The woman is just the latest person to receive a groundswell of financial support via the MAGA-friendly crowdfunding platform GiveSendGo after facing widespread backlash. A GiveSendGo page, which identifies her as Shiloh Hendrix, says she's trying to raise $1 million to deal with what she calls 'great turmoil' in her life following the incident. As of Monday afternoon, the page showed her as having raised more than $670,000.
According to an NBC News report, the incident in Rochester, Minnesota, appears to revolve around the woman's claim that the 5-year-old 'took my son's stuff.' A man recording the woman asks whether she thinks the child deserved being called the N-word, and she replies: 'If that's what he's going to act like.' The man, Sharmake Omar, told NBC News that the 5-year-old has autism spectrum disorder and that his parents are from Somalia.
On Monday, local police said they have forwarded the findings of their investigation to city attorneys for possible charges. (NBC News reported that attempts to reach the woman in the video and verify her name have been unsuccessful.)
Meanwhile, a combination of bigoted conservative influencers and some coverage in right-wing media have helped portray the woman as a sympathetic figure. And she's just one of several people to garner sympathy — and ample donations — through GiveSendGo. (Although the platform is known for its popularity among conservatives, it's not exclusively used by them — other controversial figures not linked to the MAGA movement, such as Luigi Mangione, have had pages made on their behalf.)
I previously wrote about pro-insurrection lawyer John Eastman using the platform to raise money to help fight charges related to his role in attempting to overturn the results of the 2020 presidential election. (Eastman has pleaded not guilty.)

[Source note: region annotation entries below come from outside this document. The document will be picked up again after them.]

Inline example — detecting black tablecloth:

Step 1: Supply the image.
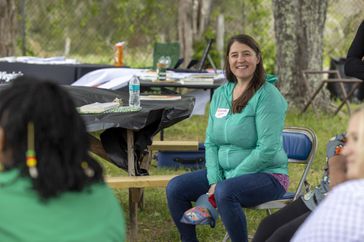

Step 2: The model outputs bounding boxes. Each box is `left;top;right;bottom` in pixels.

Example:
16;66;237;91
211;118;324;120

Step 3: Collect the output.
0;62;115;84
65;86;194;175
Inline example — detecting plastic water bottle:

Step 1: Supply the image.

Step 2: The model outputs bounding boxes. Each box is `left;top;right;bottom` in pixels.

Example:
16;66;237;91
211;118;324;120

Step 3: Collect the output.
129;76;140;107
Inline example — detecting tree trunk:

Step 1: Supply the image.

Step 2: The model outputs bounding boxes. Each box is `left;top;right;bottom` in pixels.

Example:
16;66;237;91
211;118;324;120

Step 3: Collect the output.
178;0;212;66
0;0;16;57
273;0;330;109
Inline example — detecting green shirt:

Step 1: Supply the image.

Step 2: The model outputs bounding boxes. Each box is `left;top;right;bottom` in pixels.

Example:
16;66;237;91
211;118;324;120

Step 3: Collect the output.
205;82;288;184
0;169;125;242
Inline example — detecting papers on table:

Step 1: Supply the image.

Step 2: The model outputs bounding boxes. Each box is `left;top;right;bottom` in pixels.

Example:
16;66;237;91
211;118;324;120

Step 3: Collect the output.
180;77;214;85
140;95;181;101
79;102;119;113
72;68;225;90
0;56;79;65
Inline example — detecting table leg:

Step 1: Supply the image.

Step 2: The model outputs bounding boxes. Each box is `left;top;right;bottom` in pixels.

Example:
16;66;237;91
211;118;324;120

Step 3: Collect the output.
339;82;351;114
127;129;140;242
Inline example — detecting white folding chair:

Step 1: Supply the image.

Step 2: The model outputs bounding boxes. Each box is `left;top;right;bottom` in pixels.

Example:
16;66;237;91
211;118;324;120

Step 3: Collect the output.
223;127;317;242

I've also written about Arizona rancher George Alan Kelly benefiting from GiveSendGo donations after he was accused in the killing of an undocumented immigrant. (Kelly denied any wrongdoing, and a mistrial was declared.)
And Daniel Penny, a white man who was accused of killing Jordan Neely, a Black man, on a New York City subway train in 2023, also raked in GiveSendGo donations en route to his acquittal in the case.
The idea of doling out money, particularly in an economy as unstable as ours, to support a woman accused of blatant racism may seem absurd to some — and I certainly won't argue against that framing — but the fact that conservatives are rallying around her speaks to the victimhood mindset that's gripping today's Republican Party.